Published: 24 September 2010



Hospitals in European countries apply a wide range of quality improvement strategies. Knowledge of the effectiveness of these strategies, implemented as part of an overall hospital quality improvement system, is limited.


We propose to study the relationships among organisational quality improvement systems, patient empowerment, organisational culture, professionals' involvement with the quality of hospital care, including clinical effectiveness, patient safety and patient involvement. We will employ a cross-sectional, multi-level study design in which patient-level measurements are nested in hospital departments, which are in turn nested in hospitals in different EU countries. Mixed methods will be used for data collection, measurement and analysis. Hospital/care pathway level constructs that will be assessed include external pressure, hospital governance, quality improvement system, patient empowerment in quality improvement, organisational culture and professional involvement. These constructs will be assessed using questionnaires. Patient-level constructs include clinical effectiveness, patient safety and patient involvement, and will be assessed using audit of patient records, routine data and patient surveys.

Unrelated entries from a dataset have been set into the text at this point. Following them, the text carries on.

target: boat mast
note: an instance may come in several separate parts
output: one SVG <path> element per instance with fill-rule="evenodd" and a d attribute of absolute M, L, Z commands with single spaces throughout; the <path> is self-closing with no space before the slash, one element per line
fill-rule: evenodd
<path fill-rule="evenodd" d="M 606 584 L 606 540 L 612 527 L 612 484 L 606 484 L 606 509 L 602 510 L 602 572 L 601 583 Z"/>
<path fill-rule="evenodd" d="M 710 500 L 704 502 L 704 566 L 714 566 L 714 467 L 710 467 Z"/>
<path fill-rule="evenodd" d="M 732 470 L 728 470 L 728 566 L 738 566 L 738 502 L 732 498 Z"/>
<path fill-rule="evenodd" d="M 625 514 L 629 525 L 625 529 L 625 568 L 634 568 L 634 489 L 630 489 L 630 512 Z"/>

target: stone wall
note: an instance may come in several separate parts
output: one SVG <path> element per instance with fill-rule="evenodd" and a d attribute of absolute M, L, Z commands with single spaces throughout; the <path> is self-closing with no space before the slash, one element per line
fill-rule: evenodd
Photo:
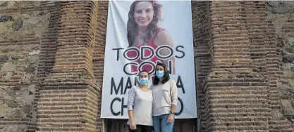
<path fill-rule="evenodd" d="M 35 130 L 40 44 L 47 1 L 0 2 L 0 131 Z"/>
<path fill-rule="evenodd" d="M 276 6 L 275 11 L 284 10 Z M 211 71 L 198 87 L 204 94 L 200 100 L 204 110 L 200 115 L 202 131 L 293 131 L 281 109 L 291 107 L 290 98 L 280 100 L 286 94 L 279 86 L 281 83 L 290 85 L 283 80 L 293 80 L 293 74 L 280 68 L 288 65 L 281 63 L 276 39 L 282 27 L 273 25 L 265 1 L 210 2 Z M 281 27 L 292 30 L 292 21 L 287 22 Z M 282 54 L 284 62 L 292 58 L 290 53 Z"/>
<path fill-rule="evenodd" d="M 294 116 L 294 2 L 267 2 L 267 18 L 274 28 L 272 37 L 276 41 L 282 61 L 278 68 L 278 100 L 282 105 L 280 118 L 293 120 Z M 292 124 L 293 125 L 293 124 Z"/>
<path fill-rule="evenodd" d="M 293 4 L 192 1 L 199 118 L 176 131 L 293 131 Z M 0 1 L 0 131 L 102 131 L 107 11 Z"/>

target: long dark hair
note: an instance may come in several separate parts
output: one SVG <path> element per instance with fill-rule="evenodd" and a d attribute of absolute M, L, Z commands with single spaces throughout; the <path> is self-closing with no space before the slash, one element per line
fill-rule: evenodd
<path fill-rule="evenodd" d="M 134 10 L 135 6 L 139 2 L 142 1 L 149 1 L 150 2 L 154 11 L 154 14 L 153 15 L 152 21 L 147 27 L 146 35 L 143 37 L 144 42 L 147 42 L 148 40 L 151 38 L 154 32 L 157 29 L 157 25 L 159 21 L 161 20 L 161 8 L 162 6 L 159 4 L 157 1 L 135 1 L 130 6 L 130 11 L 128 12 L 128 20 L 127 24 L 128 29 L 128 46 L 131 47 L 133 46 L 134 41 L 138 34 L 138 28 L 137 23 L 134 18 Z"/>
<path fill-rule="evenodd" d="M 157 65 L 160 65 L 164 67 L 164 77 L 162 77 L 161 84 L 165 84 L 169 80 L 169 70 L 167 70 L 166 65 L 164 65 L 164 63 L 157 63 L 155 67 L 157 67 Z M 157 71 L 155 70 L 154 79 L 153 80 L 153 85 L 157 85 L 159 82 L 159 79 L 156 76 L 157 72 Z"/>

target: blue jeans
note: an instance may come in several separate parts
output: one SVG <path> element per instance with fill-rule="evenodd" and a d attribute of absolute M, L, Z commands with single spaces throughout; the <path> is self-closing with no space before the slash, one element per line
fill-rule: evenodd
<path fill-rule="evenodd" d="M 173 124 L 175 124 L 175 117 L 173 121 L 169 124 L 166 124 L 169 114 L 162 114 L 160 116 L 153 116 L 153 128 L 154 132 L 172 132 Z M 173 115 L 174 116 L 174 115 Z"/>

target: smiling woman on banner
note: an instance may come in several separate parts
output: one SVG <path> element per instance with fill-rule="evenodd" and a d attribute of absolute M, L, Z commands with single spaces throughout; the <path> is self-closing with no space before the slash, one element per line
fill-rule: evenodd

For the assessment of hospital and pathway level constructs we will collect data from randomly selected hospitals in eight countries. For a sample of hospitals in each country we will carry out additional data collection at patient-level related to four conditions (stroke, acute myocardial infarction, hip fracture and delivery). In addition, structural components of quality improvement systems will be assessed using visits by experienced external assessors. Data analysis will include descriptive statistics and graphical representations and methods for data reduction, classification techniques and psychometric analysis, before moving to bi-variate and multivariate analysis. The latter will be conducted at hospital and multilevel. In addition, we will apply sophisticated methodological elements such as the use of causal diagrams, outcome modelling, double robust estimation and detailed sensitivity analysis or multiple bias analyses to assess the impact of the various sources of bias.


Products of the project will include a catalogue of instruments and tools that can be used to build departmental or hospital quality and safety programme and an appraisal scheme to assess the maturity of the quality improvement system for use by hospitals and by purchasers to contract hospitals.